Archive for January 2010

22

January 2010

Open Sourcing Google Wave Notifier

Yesterday I finally got around to do something I've been planning on doing for a number of weeks. I uploaded Google Wave Notifier to Google Code. From today, Google Wave Notifier is Open Source!

In hindsight, I should have done this much sooner. The app is now very stable and contains all the features that I planned to implement (and more!). I'm still getting lots of feature requests, and I really wish I could implement them all. However, in reality, I just don't have time. By sharing the code with the world, all of these features need not go unimplemented!

I still intend to work through bugs and some feature requests myself, though it's unlikely to be at the rate of previous releases. With help from the community, hopefully we'll still see regular releases and new functionality.

For more info, or to download the source, please visit the Google Wave Notifier page on Google Code.

17

January 2010

Generic 301 Redirection Script for Google App Engine

Although this post is about writing a redirect script for App Engine, it doesn't require that any of the sites are hosted on App Engine, so it could be useful to you even if you're hosting .NET websites elsewhere, but need to handle redirecting old domains.

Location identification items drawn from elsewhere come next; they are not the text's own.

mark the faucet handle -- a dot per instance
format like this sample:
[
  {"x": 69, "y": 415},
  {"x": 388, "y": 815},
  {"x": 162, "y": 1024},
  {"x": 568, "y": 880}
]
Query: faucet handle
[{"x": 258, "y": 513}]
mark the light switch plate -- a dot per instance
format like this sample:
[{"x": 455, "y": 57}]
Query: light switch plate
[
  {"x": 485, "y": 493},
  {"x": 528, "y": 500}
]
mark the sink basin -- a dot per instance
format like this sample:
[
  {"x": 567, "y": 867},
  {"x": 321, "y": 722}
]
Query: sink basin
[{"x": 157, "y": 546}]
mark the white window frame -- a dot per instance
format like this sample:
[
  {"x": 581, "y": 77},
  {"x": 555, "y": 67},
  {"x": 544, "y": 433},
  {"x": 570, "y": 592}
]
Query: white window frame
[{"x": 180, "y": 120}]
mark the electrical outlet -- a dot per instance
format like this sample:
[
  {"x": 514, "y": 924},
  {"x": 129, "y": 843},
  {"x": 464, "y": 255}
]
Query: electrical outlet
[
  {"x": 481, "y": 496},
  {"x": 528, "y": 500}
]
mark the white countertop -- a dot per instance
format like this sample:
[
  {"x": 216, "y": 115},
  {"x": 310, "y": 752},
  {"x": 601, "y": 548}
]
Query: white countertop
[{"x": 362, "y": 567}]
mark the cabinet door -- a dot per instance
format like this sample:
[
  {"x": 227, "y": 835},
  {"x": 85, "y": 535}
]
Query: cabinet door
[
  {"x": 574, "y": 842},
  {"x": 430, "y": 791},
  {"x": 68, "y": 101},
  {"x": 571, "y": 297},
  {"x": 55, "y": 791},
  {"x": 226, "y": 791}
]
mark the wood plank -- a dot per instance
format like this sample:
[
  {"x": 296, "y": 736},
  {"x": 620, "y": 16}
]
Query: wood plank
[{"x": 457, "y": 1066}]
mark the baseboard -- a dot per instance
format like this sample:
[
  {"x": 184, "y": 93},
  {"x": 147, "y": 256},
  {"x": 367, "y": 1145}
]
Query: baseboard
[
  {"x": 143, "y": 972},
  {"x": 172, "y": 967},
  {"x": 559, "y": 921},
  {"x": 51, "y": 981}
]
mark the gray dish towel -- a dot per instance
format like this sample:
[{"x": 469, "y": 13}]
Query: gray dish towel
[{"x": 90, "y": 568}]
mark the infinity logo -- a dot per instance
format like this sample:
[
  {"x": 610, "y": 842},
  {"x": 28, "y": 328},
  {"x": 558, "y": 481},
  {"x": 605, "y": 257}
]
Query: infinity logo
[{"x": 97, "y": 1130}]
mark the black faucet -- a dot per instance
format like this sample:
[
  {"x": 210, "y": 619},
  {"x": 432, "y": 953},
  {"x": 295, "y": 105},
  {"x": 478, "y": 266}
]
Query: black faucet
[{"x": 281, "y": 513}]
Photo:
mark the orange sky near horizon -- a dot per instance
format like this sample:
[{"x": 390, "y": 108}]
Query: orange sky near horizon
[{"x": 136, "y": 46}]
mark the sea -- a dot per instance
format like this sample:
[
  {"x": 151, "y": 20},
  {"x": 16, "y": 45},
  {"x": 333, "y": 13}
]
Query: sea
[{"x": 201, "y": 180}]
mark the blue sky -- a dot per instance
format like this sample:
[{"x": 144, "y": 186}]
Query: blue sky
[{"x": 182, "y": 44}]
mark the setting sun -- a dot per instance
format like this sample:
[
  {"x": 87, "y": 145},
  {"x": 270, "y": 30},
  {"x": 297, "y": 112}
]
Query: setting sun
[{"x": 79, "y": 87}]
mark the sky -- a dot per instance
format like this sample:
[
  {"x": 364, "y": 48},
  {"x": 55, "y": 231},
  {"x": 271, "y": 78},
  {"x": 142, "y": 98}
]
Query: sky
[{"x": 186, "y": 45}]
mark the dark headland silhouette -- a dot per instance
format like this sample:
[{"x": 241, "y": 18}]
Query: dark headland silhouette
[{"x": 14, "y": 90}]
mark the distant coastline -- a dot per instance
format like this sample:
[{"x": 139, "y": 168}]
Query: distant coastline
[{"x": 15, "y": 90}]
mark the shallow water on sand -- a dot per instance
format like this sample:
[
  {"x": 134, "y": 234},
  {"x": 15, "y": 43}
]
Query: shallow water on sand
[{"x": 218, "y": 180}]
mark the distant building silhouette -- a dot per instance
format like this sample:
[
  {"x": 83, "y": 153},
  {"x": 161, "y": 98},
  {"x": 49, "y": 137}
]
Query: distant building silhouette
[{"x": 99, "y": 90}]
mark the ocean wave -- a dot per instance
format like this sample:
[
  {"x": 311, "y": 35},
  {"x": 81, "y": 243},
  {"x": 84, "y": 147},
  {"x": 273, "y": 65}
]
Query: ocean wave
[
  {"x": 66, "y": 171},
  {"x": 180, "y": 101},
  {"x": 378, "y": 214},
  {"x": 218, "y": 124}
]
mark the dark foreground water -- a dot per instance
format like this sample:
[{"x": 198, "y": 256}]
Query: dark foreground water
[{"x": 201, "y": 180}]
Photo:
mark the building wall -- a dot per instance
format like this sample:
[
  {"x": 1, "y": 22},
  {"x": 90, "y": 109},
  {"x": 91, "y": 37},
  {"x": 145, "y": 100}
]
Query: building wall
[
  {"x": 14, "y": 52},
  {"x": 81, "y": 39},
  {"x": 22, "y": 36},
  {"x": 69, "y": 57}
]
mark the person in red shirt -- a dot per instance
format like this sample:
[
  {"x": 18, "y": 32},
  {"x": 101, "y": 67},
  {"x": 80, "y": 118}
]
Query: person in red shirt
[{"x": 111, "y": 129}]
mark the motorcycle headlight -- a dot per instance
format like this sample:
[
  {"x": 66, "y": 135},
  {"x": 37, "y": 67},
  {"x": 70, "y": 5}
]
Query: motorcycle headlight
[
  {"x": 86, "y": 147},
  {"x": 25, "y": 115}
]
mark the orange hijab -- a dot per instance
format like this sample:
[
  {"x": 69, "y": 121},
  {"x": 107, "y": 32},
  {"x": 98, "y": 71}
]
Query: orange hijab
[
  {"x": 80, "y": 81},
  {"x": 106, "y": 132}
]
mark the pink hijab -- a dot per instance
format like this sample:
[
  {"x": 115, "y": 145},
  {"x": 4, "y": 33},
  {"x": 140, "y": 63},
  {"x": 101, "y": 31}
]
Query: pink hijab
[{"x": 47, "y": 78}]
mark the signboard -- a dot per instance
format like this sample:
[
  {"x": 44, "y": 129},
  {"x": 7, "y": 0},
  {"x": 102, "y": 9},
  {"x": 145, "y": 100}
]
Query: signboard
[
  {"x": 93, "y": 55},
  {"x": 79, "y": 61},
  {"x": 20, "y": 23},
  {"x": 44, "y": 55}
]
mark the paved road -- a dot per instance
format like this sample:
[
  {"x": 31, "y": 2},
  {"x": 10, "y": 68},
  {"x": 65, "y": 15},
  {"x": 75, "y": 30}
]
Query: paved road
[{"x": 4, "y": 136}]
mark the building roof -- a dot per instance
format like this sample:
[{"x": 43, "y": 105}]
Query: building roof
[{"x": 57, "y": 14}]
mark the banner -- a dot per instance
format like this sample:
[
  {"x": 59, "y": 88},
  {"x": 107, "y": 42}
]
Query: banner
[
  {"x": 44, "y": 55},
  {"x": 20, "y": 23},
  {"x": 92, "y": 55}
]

If you believe what Derek Says, I change my domain every 5 minutes. While this might be a slight exaggeration, I have moved many domains recently and needed to deal with the usual problems this brings: search engine rankings and existing inbound links.

301 vs 302 Redirects

The most common type of redirect you'll see on the web is a "302 Temporary Redirect". This is what most frameworks will output when you redirect (eg. Response.Redirect() in ASP/.NET or self.redirect() in App Engine). The "Temporary" part of this redirect means the redirect is a one-off and will not always be served. This is handy for example, for redirecting a user back to a page after logging in to your site. Since this page may be different each time, the redirect is not fixed.

The other type of redirect, 301, is a "Permanent Redirect". Most frameworks support these redirects without outputting your own headers. Eg. in App Engine you can use self.redirect(url, permanent=True). This type of redirect means the redirect will always occur to the same link, and that clients are free to bypass your script and assume it will always go to the same place. This is the redirect that we want to use when moving domains. It tells search engines that this page has moved, permanently, and they may associate any rankings for the old page, with the new page.

Generic App Engine Redirect Script

So, now we know what type of redirect to use, it's time to build a script to handle our redirects. If you have multiple domains like me, it makes sense to write a script that can handle them all in one go. I've decided to set up a new App Engine app with the sole purpose of redirects for all my domains from this point forward.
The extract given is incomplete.